Biz İslâm’ın neresindeyiz?
İbadetlerden ictimaî, siyasi, hukuki, ahlaki… hayata kadar her alanda İslâm’ın istediği insan ile bugün Müslümanım diyen insanlar arasındaki farka dikkat çekmek lazım; bu açıklığı fark etmek bile kulluk yolculuğunda önemli bir adımdır.
“Ümmetin üzerine bu ölü toprağı nasıl saçıldı, ümmet bu hale nasıl geldi?”
Çünkü gücü ve saygınlığı, Allah’a dayanıp müminlerle bir olmakta değil, ötekilere yamanmakta aradı ve çünkü imanı zayıfladı.
Bu düşünceyi ilham eden birkaç ayetin meallerini sunuyoruz:
“Kim izzet isterse bilmeli ki izzet tamamıyla Allah’a aittir. Güzel sözler O’na yükselir; rızasına uygun iş ve davranışları da O yüceltir. Sinsi sinsi kötülük tasarlayanlar için çetin bir azap vardır ve onların tuzakları altüst olur.” (Fâtır, 35/10)
Şöyle diyorlar: “Hele Medine’ye dönelim, o zaman güçlü olan zayıf olanı oradan çıkaracak!” Halbuki asıl güç ve izzet Allah’ındır, Rasulünündür, müminlerindir; fakat münâfıklar bunu bilmezler!” (Münâfikûn, 63/ 8)
“Gevşeklik göstermeyin, üzülmeyin; eğer inanmışsanız şüphesiz en üstün olan sizsiniz./ Eğer siz (Uhud’da) bir yara aldıysanız bilin ki o topluluk da benzeri bir yara almıştı. Allah gerçek müminleri ortaya çıkarsın ve uğrunda şehitleri olsun diye o günleri biz insanlar arasında döndürüp duruyoruz. Allah, zâlimleri sevmez.” (Âl-i İmran, 3/138-139)

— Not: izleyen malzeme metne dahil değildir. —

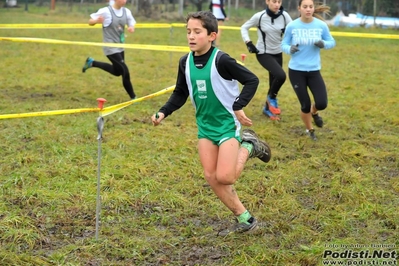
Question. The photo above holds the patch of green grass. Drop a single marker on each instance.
(340, 190)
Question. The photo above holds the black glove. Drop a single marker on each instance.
(319, 44)
(252, 48)
(294, 49)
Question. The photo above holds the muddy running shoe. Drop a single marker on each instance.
(273, 105)
(240, 227)
(261, 149)
(270, 114)
(317, 120)
(88, 64)
(311, 134)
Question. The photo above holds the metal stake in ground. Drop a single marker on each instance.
(100, 127)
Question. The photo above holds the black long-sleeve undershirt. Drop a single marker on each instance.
(228, 69)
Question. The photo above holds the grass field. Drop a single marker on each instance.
(339, 193)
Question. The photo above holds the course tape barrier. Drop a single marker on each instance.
(179, 25)
(169, 48)
(104, 112)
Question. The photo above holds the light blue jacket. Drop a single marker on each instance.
(305, 35)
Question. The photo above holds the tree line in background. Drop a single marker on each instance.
(389, 8)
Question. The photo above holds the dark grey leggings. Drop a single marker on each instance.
(277, 76)
(301, 81)
(118, 68)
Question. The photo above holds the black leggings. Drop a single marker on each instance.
(301, 80)
(118, 68)
(277, 76)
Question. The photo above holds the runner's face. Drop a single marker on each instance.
(306, 9)
(197, 36)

Yüce Allah, Uhud Savaşı’nda yenilgiye uğramış olan müminleri teselli etmek için onlara Bedir Savaşı’ndaki zaferlerini ve müşriklerin yenilgilerini hatırlatmıştır. Ayrıca âyette belirtilen amaçlarla bu zafer ve yenilgileri insanlar arasında döndürüp durmuş, acı ve tatlı günleri her iki tarafa da tattırmıştır. Aksi halde hayatın imtihan oluşunun bir değeri kalmadığı gibi serbest irade ile iman etme imkânı da ortadan kalkardı.
“Siz üstün durumda iken gevşeklik gösterip barış çağrısı yapmayın! Allah sizinledir, amellerinizin karşılığını asla eksiltmeyecektir./Dünya hayatı oyun ve eğlenceden ibarettir. Siz iman eder ve Allah’a itaatsizlikten sakınırsanız O da hak ettiğiniz karşılığı verecek, sizden servetinizi de istemeyecektir” (Muhammed, 47/35-36)
Burada müminler barış istemekten menedilmiyorlar, ancak üstün durumda iken veya mümin olmak üstün ve şerefli olmayı da ihtiva ettiği için zaaf ve gevşeklik gösterip düşmandan önce barış istemeleri uygun bulunmuyor, böyle bir davranış düşmana cesaret vereceği için bunun müminleri, “barış, adalet ve din özgürlüğünün hâkim olduğu bir dünya düzenini sağlama” amaçlarına ulaştırmayacağına işaret ediliyor.
Bu ayetlerde Allah Teâlâ izzetin, maddi ve manevî gücün; Allah’ın izin ve inayeti, müminlerin de iman, tevekkül ve gayretleri sayesinde Müslümanların olacağını açıkça ifade buyuruyor.
Peki, biz ümmet olarak niçin zayıfız ve düşman olan kâfirden medet umacak hale gelmişiz? Çünkü adımız Müslüman olsa da iman, şuur ve amelimiz İslam’dan hayli uzağa düşmüş de ondan!